Coach out the underperformers. Not acting on salespeople who, despite coaching and one-on-one meetings, are better at coming up with excuses than producing results harms your team. It steals time you could spend with the coachable. It demoralizes other salespeople. And it sends the message that you are not serious about results.
Finally, in talent management advice, Weinberg says, “ABR—Always Be Recruiting.” Develop referral sources. Hire the best talent when it becomes available.
Winning sales leaders make sure salespeople know the blocking and tackling of selling, giving them the weapons they need, and coaching them to use these tools to produce results.
One of the tools salespeople need to practice using is target selection—whom will I call on?
- Am I calling on my friends rather than the best opportunities?
- Are the accounts that enabled me to make quota for three years changing and moving on?
- The rule should be, “Fish where the fish are. Where are the fish in my sales pond?
Weinberg also reviews the blocking and tackling of sales: How do we prepare for a call? How do we execute the call listening 80% of the time while achieving our call objective? How do we move a sales opportunity forward?
And taking a section out of his first book, New Sales Simplified, what is our “sales story?”
It’s like being a winning sports coach. Weinberg cites Jim Harbaugh as an example for sales executives to emulate.
Jim Harbaugh Leadership Example
When Harbaugh took over a struggling University of Michigan football program, a reporter asked him when he would start winning. Harbaugh answered: “We are going to start winning at our first team meeting.” Harbaugh’s leadership expects excellence in every aspect of his team’s work.
Harbaugh’s leadership includes continuous recruiting.

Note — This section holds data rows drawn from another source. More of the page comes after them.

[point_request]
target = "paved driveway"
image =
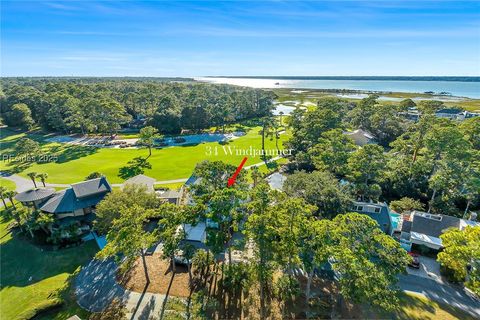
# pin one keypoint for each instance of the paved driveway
(96, 288)
(95, 285)
(446, 294)
(429, 268)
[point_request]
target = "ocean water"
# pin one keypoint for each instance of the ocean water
(469, 89)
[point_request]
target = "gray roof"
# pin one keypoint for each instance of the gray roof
(34, 195)
(91, 187)
(142, 180)
(170, 194)
(382, 217)
(66, 201)
(433, 224)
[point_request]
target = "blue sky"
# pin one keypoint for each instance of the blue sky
(155, 38)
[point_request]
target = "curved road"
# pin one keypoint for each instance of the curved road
(446, 294)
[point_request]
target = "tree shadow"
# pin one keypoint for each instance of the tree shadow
(166, 296)
(134, 167)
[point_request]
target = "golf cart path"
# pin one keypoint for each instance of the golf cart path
(96, 288)
(24, 184)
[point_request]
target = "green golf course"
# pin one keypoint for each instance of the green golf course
(73, 162)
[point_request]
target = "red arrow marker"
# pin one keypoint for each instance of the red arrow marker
(231, 180)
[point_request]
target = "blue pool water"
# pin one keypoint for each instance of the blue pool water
(395, 219)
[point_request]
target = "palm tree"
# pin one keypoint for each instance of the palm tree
(43, 177)
(147, 137)
(32, 176)
(10, 195)
(3, 192)
(256, 175)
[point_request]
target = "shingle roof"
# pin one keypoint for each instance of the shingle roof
(66, 201)
(170, 194)
(433, 225)
(142, 180)
(383, 217)
(34, 195)
(91, 187)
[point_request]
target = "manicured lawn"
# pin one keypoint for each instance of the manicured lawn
(75, 162)
(417, 307)
(30, 277)
(7, 184)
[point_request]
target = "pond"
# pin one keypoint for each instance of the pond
(200, 138)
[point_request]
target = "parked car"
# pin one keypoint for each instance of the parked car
(180, 259)
(415, 263)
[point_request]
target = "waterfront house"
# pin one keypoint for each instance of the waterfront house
(449, 113)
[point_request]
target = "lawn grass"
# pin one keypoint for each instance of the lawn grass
(74, 163)
(418, 307)
(7, 184)
(31, 277)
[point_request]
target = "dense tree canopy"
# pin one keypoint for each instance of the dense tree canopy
(105, 106)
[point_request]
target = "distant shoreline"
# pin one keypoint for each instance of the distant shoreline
(384, 78)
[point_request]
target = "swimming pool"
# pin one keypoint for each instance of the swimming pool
(396, 218)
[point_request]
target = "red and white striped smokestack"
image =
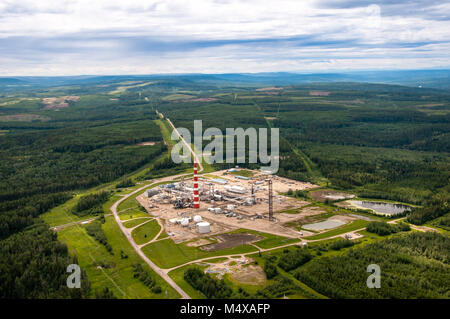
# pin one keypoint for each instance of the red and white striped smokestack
(196, 199)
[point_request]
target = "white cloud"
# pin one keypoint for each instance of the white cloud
(140, 36)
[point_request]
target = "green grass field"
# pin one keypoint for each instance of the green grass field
(167, 254)
(269, 240)
(135, 222)
(132, 213)
(117, 273)
(357, 224)
(146, 232)
(178, 276)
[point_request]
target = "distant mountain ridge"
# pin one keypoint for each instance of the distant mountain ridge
(437, 79)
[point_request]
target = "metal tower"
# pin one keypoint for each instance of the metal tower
(270, 200)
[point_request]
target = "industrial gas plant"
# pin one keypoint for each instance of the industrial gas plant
(219, 202)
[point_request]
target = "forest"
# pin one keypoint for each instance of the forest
(376, 141)
(414, 265)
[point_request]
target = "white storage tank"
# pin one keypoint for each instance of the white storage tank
(184, 222)
(204, 227)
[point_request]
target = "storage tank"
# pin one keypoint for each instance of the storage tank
(204, 227)
(151, 192)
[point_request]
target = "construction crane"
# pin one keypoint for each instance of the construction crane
(270, 199)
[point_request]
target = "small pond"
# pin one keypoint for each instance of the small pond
(382, 208)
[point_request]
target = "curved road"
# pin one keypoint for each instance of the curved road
(164, 272)
(127, 232)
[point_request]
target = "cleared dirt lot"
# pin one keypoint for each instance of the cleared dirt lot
(55, 103)
(323, 195)
(230, 241)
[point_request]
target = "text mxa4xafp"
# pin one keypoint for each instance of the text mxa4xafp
(243, 308)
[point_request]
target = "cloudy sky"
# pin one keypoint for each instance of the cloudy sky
(72, 37)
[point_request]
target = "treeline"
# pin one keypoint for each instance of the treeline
(211, 287)
(95, 230)
(165, 167)
(413, 265)
(140, 273)
(33, 264)
(383, 228)
(18, 214)
(437, 207)
(125, 183)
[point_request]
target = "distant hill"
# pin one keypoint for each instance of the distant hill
(437, 79)
(11, 81)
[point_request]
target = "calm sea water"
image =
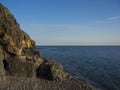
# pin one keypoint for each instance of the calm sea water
(99, 64)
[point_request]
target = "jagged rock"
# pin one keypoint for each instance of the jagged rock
(12, 37)
(17, 47)
(52, 70)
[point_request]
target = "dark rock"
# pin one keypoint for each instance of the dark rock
(17, 47)
(52, 70)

A great sports program has to attract the right people for each specialized job.
Harbaugh’s leadership also includes a structured process: Practice and preparation are the lifeblood of sports.

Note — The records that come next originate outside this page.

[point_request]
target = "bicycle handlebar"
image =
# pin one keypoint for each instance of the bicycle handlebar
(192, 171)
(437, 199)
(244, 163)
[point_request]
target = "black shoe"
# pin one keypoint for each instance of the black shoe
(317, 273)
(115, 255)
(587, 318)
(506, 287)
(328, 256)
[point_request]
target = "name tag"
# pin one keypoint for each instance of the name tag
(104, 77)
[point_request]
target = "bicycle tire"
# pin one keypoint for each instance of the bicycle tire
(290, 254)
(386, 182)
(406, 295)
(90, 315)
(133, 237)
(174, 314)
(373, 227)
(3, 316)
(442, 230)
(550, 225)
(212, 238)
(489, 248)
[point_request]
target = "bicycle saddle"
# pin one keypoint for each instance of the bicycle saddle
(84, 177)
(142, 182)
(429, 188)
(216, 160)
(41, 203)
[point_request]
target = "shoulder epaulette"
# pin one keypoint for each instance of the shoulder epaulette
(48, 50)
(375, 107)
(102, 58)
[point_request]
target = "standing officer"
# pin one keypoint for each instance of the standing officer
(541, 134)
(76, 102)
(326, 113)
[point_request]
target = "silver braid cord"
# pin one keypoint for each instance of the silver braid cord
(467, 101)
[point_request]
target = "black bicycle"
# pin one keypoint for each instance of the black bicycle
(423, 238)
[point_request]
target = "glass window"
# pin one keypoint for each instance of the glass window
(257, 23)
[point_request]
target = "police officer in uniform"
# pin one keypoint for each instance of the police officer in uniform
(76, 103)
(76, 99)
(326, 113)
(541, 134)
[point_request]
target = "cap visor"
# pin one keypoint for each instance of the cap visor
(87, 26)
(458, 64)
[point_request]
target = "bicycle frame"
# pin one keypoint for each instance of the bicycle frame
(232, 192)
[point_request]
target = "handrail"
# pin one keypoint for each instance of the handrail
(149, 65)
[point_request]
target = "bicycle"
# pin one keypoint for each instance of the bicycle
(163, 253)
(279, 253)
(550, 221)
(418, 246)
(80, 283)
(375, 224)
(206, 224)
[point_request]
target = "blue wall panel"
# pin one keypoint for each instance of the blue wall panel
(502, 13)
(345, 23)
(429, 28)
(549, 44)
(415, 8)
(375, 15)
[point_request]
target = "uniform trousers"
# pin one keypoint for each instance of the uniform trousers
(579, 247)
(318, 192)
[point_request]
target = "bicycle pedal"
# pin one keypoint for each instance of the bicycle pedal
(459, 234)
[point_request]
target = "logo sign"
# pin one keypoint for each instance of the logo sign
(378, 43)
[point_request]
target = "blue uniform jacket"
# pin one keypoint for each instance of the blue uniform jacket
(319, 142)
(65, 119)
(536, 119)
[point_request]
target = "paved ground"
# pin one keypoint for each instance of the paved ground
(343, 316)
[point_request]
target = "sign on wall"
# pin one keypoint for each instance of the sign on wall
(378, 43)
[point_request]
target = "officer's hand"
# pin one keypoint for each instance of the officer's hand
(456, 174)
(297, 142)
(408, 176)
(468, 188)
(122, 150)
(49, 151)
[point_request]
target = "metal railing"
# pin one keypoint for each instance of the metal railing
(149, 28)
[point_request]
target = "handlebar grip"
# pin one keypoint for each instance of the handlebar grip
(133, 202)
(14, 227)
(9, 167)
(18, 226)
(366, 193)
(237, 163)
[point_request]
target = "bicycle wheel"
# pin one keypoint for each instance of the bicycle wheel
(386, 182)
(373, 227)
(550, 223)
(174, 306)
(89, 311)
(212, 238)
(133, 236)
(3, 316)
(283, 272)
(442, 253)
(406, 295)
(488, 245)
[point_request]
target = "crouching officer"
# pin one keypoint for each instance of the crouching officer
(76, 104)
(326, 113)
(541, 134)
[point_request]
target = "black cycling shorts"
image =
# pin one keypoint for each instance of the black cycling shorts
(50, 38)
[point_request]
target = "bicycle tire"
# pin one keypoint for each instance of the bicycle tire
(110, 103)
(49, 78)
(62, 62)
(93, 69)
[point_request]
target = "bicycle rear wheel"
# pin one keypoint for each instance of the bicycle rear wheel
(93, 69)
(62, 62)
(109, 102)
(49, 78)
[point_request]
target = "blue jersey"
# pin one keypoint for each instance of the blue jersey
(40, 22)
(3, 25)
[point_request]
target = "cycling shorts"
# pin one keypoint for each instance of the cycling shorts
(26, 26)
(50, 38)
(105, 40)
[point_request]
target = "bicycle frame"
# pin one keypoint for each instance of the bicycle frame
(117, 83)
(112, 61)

If your sales results aren’t measuring up, look in the mirror. Success starts with and flows from strong leadership: Always be recruiting. Create a sales-supportive culture. Put the right people in the right jobs. Design and execute a good sales process.
To go back to a sports analogy one more time: How many times have you watched the movie, Hoosiers?
It’s a story about underdogs and second chances—true. But it’s also an illustration of what leadership can achieve with “hand you have been dealt.”
Why not star in your own sales-results movie?